Shaby works with civil engineers, meteorologists, and atmospheric scientists to model the spacial structure of rare, extreme weather events. "For example," he says, "if you're a city planner building coastal defenses or bridges, you might care about extreme precipitation because of flood risk. And one thing you might want to know is what's the highest-intensity storm you're likely to see. But knowing about such an event in a single location doesn't really tell you all you need to know. What you really need to know is how much rain is going to fall in a drainage basin or a catchment."

To accurately describe such events, Shaby combines a number of probability models that collectively approximate the larger scenario and then, through a statistical process known as decomposition, renders that composite as a hierarchical series of smaller models that represent the underlying patterns—altogether a highly complex set of operations that he, like Reimherr, relies on the ICS–ACI to accomplish.

Despite the striking contrast in the scientific questions they seek to answer, at a high level Shaby and Reimherr have very similar goals and perspectives—both apply probability-based models to make population-level inferences from data—but the specific methods and statistical tools they use are on nearly opposite ends of the spectrum. One practically has to wonder how such an apparent paradox, of two scientist-colleagues simultaneously so alike and so different, came to be.

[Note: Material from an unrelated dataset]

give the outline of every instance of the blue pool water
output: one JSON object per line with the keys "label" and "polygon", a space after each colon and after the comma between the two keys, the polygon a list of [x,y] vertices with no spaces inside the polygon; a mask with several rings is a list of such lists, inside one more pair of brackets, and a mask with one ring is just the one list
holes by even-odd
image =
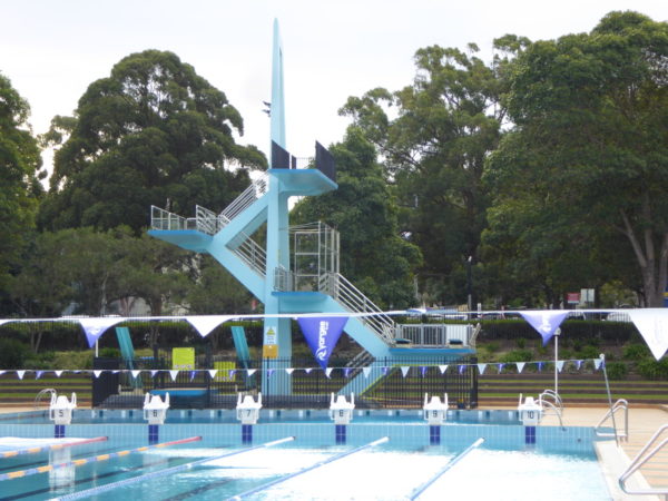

Initially, Shaby was intrigued by the dynamics of the global carbon cycle. “I found myself interested in environmental problems as an undergrad,” he says, “and it quickly became apparent to me that what was happening was a really big statistical problem and that if I wanted to be good at this, I needed to learn a whole lot more about statistics. Once I got into grad school, my focus shifted a little bit, but still on these issues of understanding the importance of spatial structure. The places where events are occurring can tell you a lot, and so that’s been a recurring theme, the spatial structure of these extremely rare events.”

Reimherr, though, was captivated by mathematics from the start and, over time, gradually migrated into statistics. “I was very interested in the math and in the methods,” he says, “and I wanted to work on problems that I thought were important, so this is what pushed me into areas like genetics. They have a combination of things: very interesting problems, very interesting data and methods. And I can work on something that I think is meaningful to society as a whole.”

These two scientists, Shaby and Reimherr, exemplify the value of statistics and statisticians to society—and there are many more like them working, often behind the scenes, on our most- pressing scientific issues; but their time in the shadows is waning with each such example that comes to light. Bit by bit, it’s becoming clearer that in the age of “big data” and beyond, the progress we make on the issues facing the human race—from global warming to genetic disorders and disease—will be owed increasingly to statisticians and their contributions to our understanding of what the data are telling us. “These are difficult questions,” Shaby says, “and they’re complicated. But this is what we do: We look into problems and try to find the meaning in the data.”

Matthew Reimherr is an assistant professor of statistics at Penn State.

Ben Shaby is an assistant professor of statistics and a member of the Institute for CyberScience (ICS) at Penn State.